For APCs, full length CD1D was cloned into lentiCRISPR v2 vector with a SFFV promoter and a mCherry at the C terminus. BTN2A1 and BTN3A1, separated by two P2A, were cloned into the same vector. Moreover, ZIM3–dCas9 (ref. 52) was used as a negative control and was also cloned into the vector. Lentiviruses encoding CD1d, BTN2A1-BTN3A1 and ZIM3–dCas9 (ref. 52) were produced using the same procedure mentioned above. The mCherry+ K562 cells (ATCC, CCL243) were selected using flow cytometry.
T cell activation assay
To detect the upregulation of CD69, approximately 1 × 106 Jurkat cells expressing the TCRs of interest were seeded per well of a six-well plate. The Jurkat cells were then co-cultured with K562 cells expressing CD1d, BTN2A1–BTN3A1 or ZIM3–dCas9 (ref. 52) at a 1:1 ratio for 24 or 48 h. Hydroxymethylbut-2-enyl pyrophosphate (Sigma-Aldrich) was added at a final concentration of 1 μM when Vγ9Vδ2 TCR+ Jurkat cells were cultured with K562 cells. As positive controls, WT or mutant Vγ5Vδ1 TCR+ Jurkat cells were treated with anti-CD3 (Invitrogen, 16-0037-81) and anti-CD28 antibodies (Invitrogen, 16-0289-81) at a dilution of 1:100 for 24 h. The cells were collected and washed twice in fluorescence-activated cell sorting (FACS) buffer consisting of PBS supplemented with 2% (v/v) FBS. The cells were then incubated with anti-human CD69-APC (Sino Biological, 11150-MM06-A) and CD3-PE-Cyanine7 dye antibodies (BD Pharmingen, 552127) at a dilution of 1:500 for 30 min on ice. Next, the cells were washed again in FACS buffer. Before the FACS analysis, 4′,6-diamidino-2-phenylindole (Solarbio) was added to the samples at a final concentration of 0.1 µg ml−1. The percentage of CD69 expression of each group was analysed using the Cyto-FLEX LX-5L2 (Beckman) system. Resulting data were analysed using FlowJo (v.10.8.1; Tree Star, BD Biosciences). A representative gating strategy is given in Supplementary Fig. 1b.

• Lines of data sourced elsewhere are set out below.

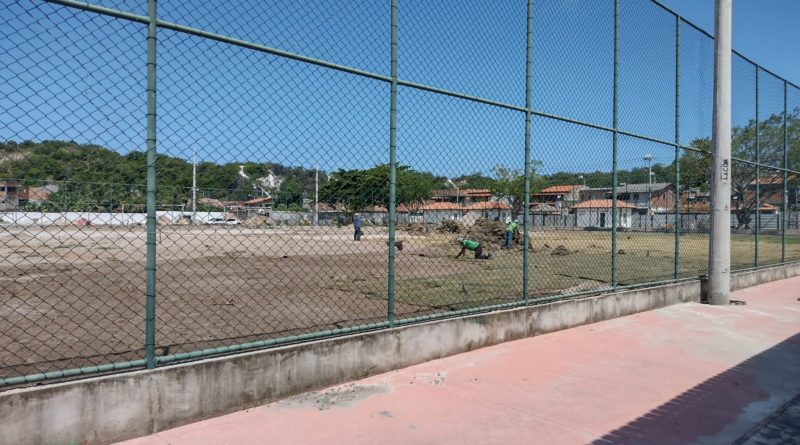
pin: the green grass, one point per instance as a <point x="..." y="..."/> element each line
<point x="646" y="258"/>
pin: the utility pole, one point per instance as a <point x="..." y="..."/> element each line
<point x="719" y="258"/>
<point x="194" y="187"/>
<point x="649" y="158"/>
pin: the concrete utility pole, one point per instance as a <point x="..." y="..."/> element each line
<point x="719" y="258"/>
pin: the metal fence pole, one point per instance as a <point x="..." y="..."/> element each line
<point x="758" y="173"/>
<point x="614" y="150"/>
<point x="528" y="104"/>
<point x="392" y="163"/>
<point x="677" y="265"/>
<point x="785" y="197"/>
<point x="150" y="310"/>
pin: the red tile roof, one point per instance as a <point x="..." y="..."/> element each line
<point x="602" y="204"/>
<point x="258" y="201"/>
<point x="488" y="205"/>
<point x="462" y="192"/>
<point x="441" y="206"/>
<point x="557" y="189"/>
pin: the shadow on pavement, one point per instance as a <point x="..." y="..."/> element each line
<point x="743" y="405"/>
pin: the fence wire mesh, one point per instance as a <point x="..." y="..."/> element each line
<point x="292" y="147"/>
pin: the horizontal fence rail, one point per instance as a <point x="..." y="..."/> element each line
<point x="204" y="178"/>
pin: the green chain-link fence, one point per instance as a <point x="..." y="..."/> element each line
<point x="184" y="179"/>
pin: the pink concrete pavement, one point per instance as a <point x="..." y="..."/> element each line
<point x="683" y="374"/>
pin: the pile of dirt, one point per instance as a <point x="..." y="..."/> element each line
<point x="414" y="229"/>
<point x="487" y="231"/>
<point x="450" y="226"/>
<point x="259" y="221"/>
<point x="560" y="250"/>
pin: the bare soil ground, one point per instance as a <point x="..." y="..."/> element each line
<point x="74" y="297"/>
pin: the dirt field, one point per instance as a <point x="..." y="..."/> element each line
<point x="76" y="296"/>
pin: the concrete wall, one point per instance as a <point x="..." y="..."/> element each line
<point x="117" y="407"/>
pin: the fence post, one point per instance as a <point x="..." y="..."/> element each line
<point x="785" y="198"/>
<point x="758" y="173"/>
<point x="150" y="309"/>
<point x="528" y="104"/>
<point x="392" y="163"/>
<point x="614" y="150"/>
<point x="677" y="265"/>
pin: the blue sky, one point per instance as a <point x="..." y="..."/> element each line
<point x="72" y="75"/>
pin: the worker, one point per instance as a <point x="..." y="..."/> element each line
<point x="511" y="227"/>
<point x="472" y="246"/>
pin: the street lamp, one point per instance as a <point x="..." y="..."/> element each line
<point x="648" y="158"/>
<point x="458" y="194"/>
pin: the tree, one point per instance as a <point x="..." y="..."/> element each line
<point x="289" y="193"/>
<point x="509" y="185"/>
<point x="359" y="189"/>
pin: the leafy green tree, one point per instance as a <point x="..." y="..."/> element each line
<point x="359" y="189"/>
<point x="509" y="185"/>
<point x="290" y="193"/>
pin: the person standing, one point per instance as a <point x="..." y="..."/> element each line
<point x="357" y="227"/>
<point x="511" y="227"/>
<point x="473" y="246"/>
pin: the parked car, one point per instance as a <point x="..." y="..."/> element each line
<point x="224" y="221"/>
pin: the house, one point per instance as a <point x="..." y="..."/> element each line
<point x="488" y="210"/>
<point x="38" y="195"/>
<point x="9" y="195"/>
<point x="597" y="213"/>
<point x="642" y="197"/>
<point x="538" y="208"/>
<point x="462" y="196"/>
<point x="257" y="203"/>
<point x="436" y="212"/>
<point x="380" y="215"/>
<point x="560" y="196"/>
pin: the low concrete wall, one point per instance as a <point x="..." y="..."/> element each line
<point x="116" y="407"/>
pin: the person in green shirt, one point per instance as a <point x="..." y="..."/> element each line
<point x="472" y="246"/>
<point x="511" y="227"/>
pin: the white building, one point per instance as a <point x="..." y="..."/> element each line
<point x="597" y="213"/>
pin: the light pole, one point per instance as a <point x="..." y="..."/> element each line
<point x="648" y="158"/>
<point x="458" y="194"/>
<point x="194" y="187"/>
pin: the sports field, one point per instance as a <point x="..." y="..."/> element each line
<point x="74" y="297"/>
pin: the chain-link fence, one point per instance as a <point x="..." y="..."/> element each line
<point x="208" y="177"/>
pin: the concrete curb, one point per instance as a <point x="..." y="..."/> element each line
<point x="122" y="406"/>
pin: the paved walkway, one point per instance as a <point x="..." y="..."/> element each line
<point x="684" y="374"/>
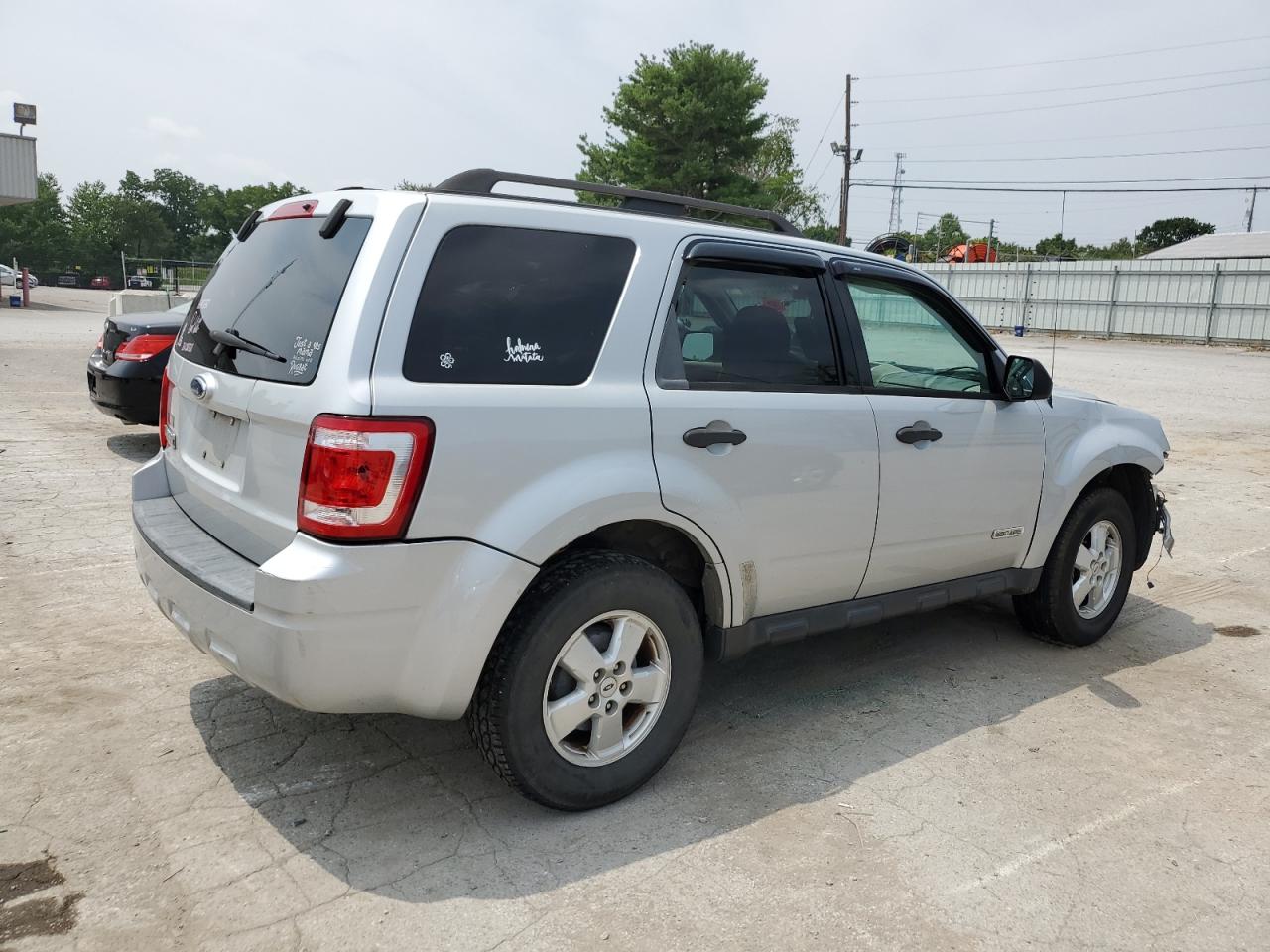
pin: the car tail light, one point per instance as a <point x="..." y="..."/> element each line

Tetramerization of CD1d–α-GalCer complex and BTN2A1
The CD1d–α-GalCer or BTN2A1 tetramer was generated according to a previously reported method78. In brief, the cDNAs of the soluble CD1d or BTN2A1 protein with an Avi tag and the biotin ligase BirA79 were individually cloned into an optimized pCAG vector and co-expressed in Expi293F cells. After 24 h of transduction, the medium was supplemented with 100 μM biotin (Fluka) and incubated for 5 days at 37 °C with 5% CO2. The in vivo biotinylated CD1d–β2m complexes or BTN2A1 were then purified as previously described. To load the lipid, α-GalCer was incubated with the biotinylated CD1d–β2m complex overnight and the excess lipid was removed by SEC. The CD1d–α-GalCer tetramers were generated by incubating the biotinylated CD1d–α-GalCer complex with Streptavidin-APC (Solarbio) at 4 °C for 6 h. The CD1d–α-GalCer or BTN2A1 tetramers can be stored at 4 °C for up to 1 month.
Flow cytometry staining and analysis
Jurkat cells expressing WT Vγ5Vδ1, EH mutant Vγ5Vδ1 or WT Vγ9Vδ2 TCRs were washed three times with FACS buffer before surface staining. For tetramer staining, 2 × 106 cells were suspended in 200 μl of FACS buffer, incubated with CD1d–α-GalCer or BTN2A1 tetramers at a final concentration of 10 μg ml−1 at 37 °C for 30 min. FACS data acquisition was performed using the Cyto-FLEX LX-5L2 (Beckman) and the data were analysed using FlowJo software (Tree Star).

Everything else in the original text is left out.